There is a wonderful campaign run by the Institute of Chartered Accountants in the UK.

On the way to Heathrow Airport, I see a huge (and I do mean H U G E) Yellow Billboard. On it is written in equally huge writing:
It’s Easier To Sleep With A Chartered Accountant.
Talk about impact. But it wasn’t just impact on me. The number of letters this campaign generated to the national press in England was amazing. It probably even turned up in comedians’ lines, news bulletins, and so on.
And then, six months later they changed it.
What to? Well, I can’t tell you. Because I haven’t noticed it — nor has our Team in the UK reported any letters appearing in the Times!
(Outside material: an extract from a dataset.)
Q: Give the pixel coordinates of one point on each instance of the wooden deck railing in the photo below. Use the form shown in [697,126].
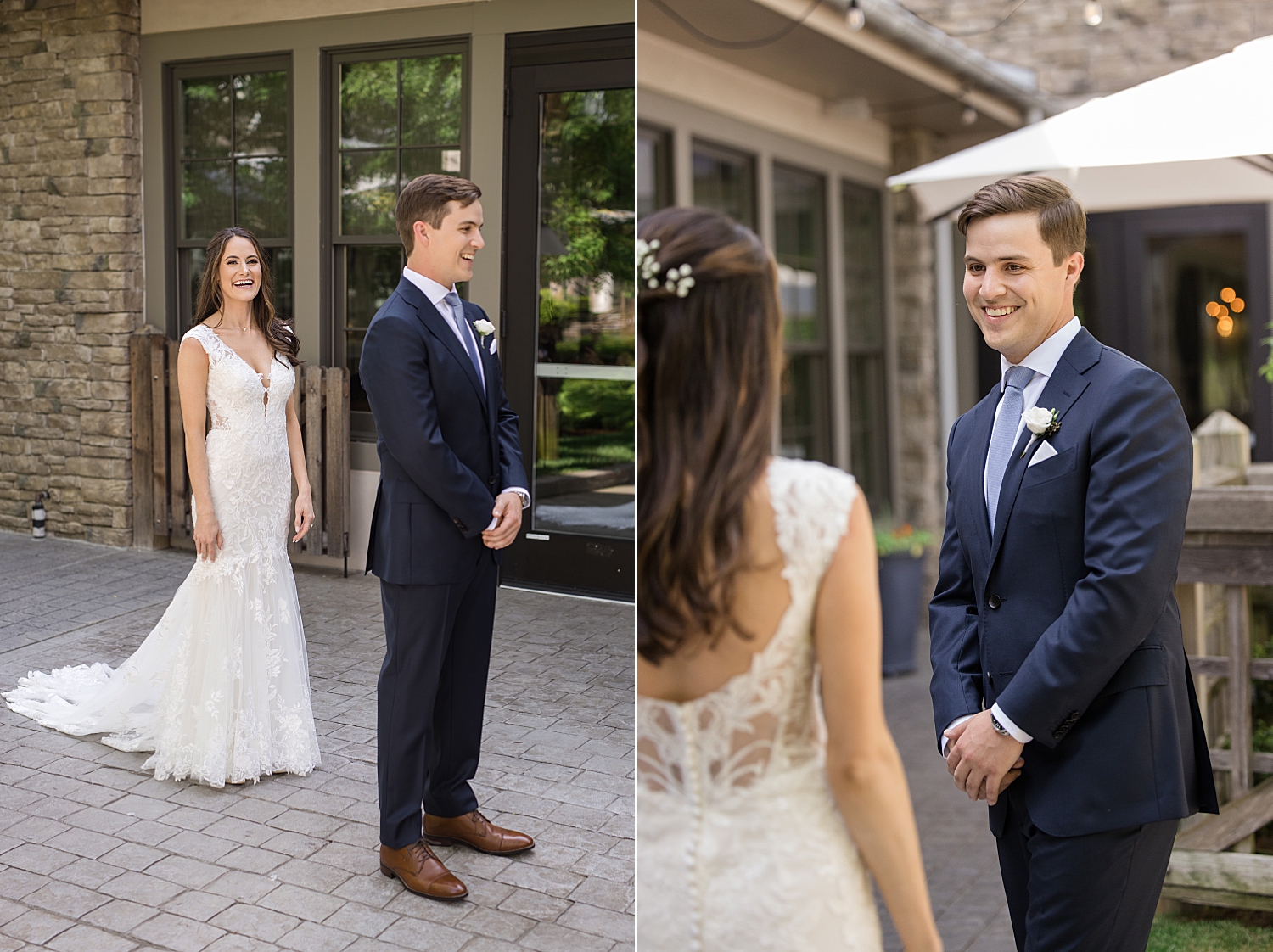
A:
[1229,547]
[160,488]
So, the question we ask is obvious. Why change it? Or more particularly, why change something that is working brilliantly?
We suspect the answer to that is NOT the answer you’d give. If you’ve read through the prior articles, you know that MEASURING, MANAGING AND TESTING is the reason why they changed.
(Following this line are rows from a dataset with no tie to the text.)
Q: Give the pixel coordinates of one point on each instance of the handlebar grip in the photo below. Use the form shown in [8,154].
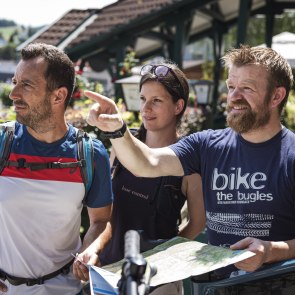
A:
[131,246]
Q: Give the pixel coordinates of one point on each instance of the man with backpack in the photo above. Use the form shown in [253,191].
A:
[49,169]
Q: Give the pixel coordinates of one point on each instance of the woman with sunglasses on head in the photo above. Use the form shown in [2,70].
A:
[153,205]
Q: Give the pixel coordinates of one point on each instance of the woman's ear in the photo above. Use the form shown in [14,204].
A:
[179,106]
[60,95]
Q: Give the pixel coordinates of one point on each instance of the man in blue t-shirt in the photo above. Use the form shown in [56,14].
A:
[248,169]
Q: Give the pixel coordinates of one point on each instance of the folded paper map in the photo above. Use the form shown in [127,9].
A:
[180,258]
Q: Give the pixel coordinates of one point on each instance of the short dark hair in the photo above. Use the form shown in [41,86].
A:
[60,69]
[278,69]
[177,90]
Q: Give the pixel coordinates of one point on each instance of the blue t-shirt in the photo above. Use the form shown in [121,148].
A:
[249,188]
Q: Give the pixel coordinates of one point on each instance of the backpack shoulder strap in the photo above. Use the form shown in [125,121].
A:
[86,156]
[6,138]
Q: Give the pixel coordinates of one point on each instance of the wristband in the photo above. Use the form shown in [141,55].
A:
[115,134]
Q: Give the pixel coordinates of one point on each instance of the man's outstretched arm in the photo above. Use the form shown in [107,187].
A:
[132,153]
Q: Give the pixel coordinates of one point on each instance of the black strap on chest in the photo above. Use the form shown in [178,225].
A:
[16,281]
[35,166]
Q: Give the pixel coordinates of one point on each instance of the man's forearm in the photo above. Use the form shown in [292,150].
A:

Wrong. They changed (like most other people) because they figured it was “time to change”.
In doing that, they fell into the trap into which many companies fall — change for change’s sake. That’s plain and simple wrong!
Many companies indiscriminately change campaigns in mid-stream. In the process of that change they:
1. Don’t allow the cumulative effect of a winning concept to work for them.
2. Don’t allow the dynamics of testing to work for them.
3. Make a patchwork quilt of their company’s image and position.
The truth is that you’ll get tired of your own campaign long before it’s done its work out there in the marketplace.
Don’t arbitrarily abandon it!
Only replace an approach when you’ve verified and validated a more successful and profitable successor. Again, that requires measurement, management, and testing.